Statistics: Restricted range and linearity/non-linearity.
May 31, 2011 3:40 PM   Subscribe

StatisticsFilter: Range restriction and the strength of linear and non-linear relationships. Help?

Let's say I measure two things (e.g., height and cancer rates), and I expect the relationship between them to be cubic or quadratic.

If it is known that restricting the range of one or both variables will reduce the correlation coefficient (e.g., as this study shows), then does it follow that the strength of non-linear functions would also be reduced? If I have a restricted range when sampling height, will I be less likely to observe a quadratic function with cancer rate? Would that translate into a greater likelihood of observing a linear relationship? Why or why not?
posted by tybeet to Science & Nature (6 answers total) 1 user marked this as a favorite
 
Intuitively, I'd say it would have an even bigger effect on non-linear functions than it does on linear ones. Just imaging plotting the quadratic function on a coordinate plane. By restricting the range, you'll essentially just be looking at a smaller slice of the x-axis, and the function in that smaller range could look very different (and probably more linear) than the whole function.
posted by svenx at 4:32 PM on May 31, 2011


If I understand your question correctly, then "no".

Picture a normal distribution.

Looking at it as a linear function on the range ±∞, you have a correlation coefficient approaching 1 (with a little blip centered at the mean of the function). Reduce that range to ±3σ, and you have a very poor correlation indeed.

Now look at it as a quadratic (1-x²). Over ±∞, you have almost a zero correlation coefficient. On ±3σ, you end up with something that correlates fairly well... Not exactly perfect, but a good 0.8 or so.

With higher order polynomials, this effect grows more pronounced. You can model any arbitrary set of n points with an order n-1 polynomial, while that same set of points may look like nothing but pure noise to n-2 and below. And I suspect that counts as the point of this question - If you overfit your model to your data, you can always get a perfect fit.
posted by pla at 6:19 PM on May 31, 2011


If you're asking whether restricting the range will increase the correlation, which measures a linear relationship, then pla's answer is right. But based on your question, it looks like you're actually asking about the effects on the fit to a non-linear function, in which case I think my answer makes more sense.
posted by svenx at 6:55 PM on May 31, 2011


I think there might be an ambiguity in the question.. You wrote:

If it is known that restricting the range of one or both variables will reduce the correlation coefficient

If you meant "If it is known [..] for a particular dataset, and I'm going to fit a quadratic regression to that dataset", then I think the issue is complicated and depends on your specific dataset; also I'm not sure why you would measure a correlation of a quadratic relationship, which I think is the reasoning of pla's answer.

If instead you meant "It is known [...] from past examples with other datasets, and I'm going to fit a quadratic regression to an unrelated dataset", then I think svenx's answer is correct, *in general*.... Note it might be the case that you have some datapoints that are outliers in both x and y, and reducing your range would drop these points from consideration and improve the fit of the quadratic relationship.
posted by JumpW at 9:28 PM on May 31, 2011


Restricting the sampling of the IV will have a substantial change on non-linear fits in finite samples because functions which are different outside of the restriction can look the same inside the restriction.

Restricting the DV is more complicated and depends on how you do it. Imagine a scatter-plot of a linear function y= x +e. When you truncate y at +-1, around say x=1.2 the only points which you get to see are ones where e was negative, so if you just plop a best-fit line on top of it, those points which are closer to y=0 than the true average will drag the slope down. The same bias will obviously happen with more complicated non-linear fits, but exactly how it will play out is hard to say. For example, the procedure might draw a fit which is about constant y=.9 for x > 1, and produce an excellent residual sum of squares.

Note that the answer "looked" different for x and y above, whereas they were symmetric in the paper you linked. The framework of (x,y) jointly non-independently distributed can be different from the model (y|x).
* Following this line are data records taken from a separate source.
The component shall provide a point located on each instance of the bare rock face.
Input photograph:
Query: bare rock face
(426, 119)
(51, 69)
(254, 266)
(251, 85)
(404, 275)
Another note is that the above was for truncation (which is what happened in your paper), but the answer is very different when you have censoring. For example if instead of points (1,1.2) going away returned (1,>1) you have hope for recovering the true relationship. That may be what you have in cancer data where the rate may be estimated as zero or "small", but the data didn't disappear.
posted by a robot made out of meat at 6:53 AM on June 1, 2011


Response by poster: I just wanted to say thanks to everyone for their input!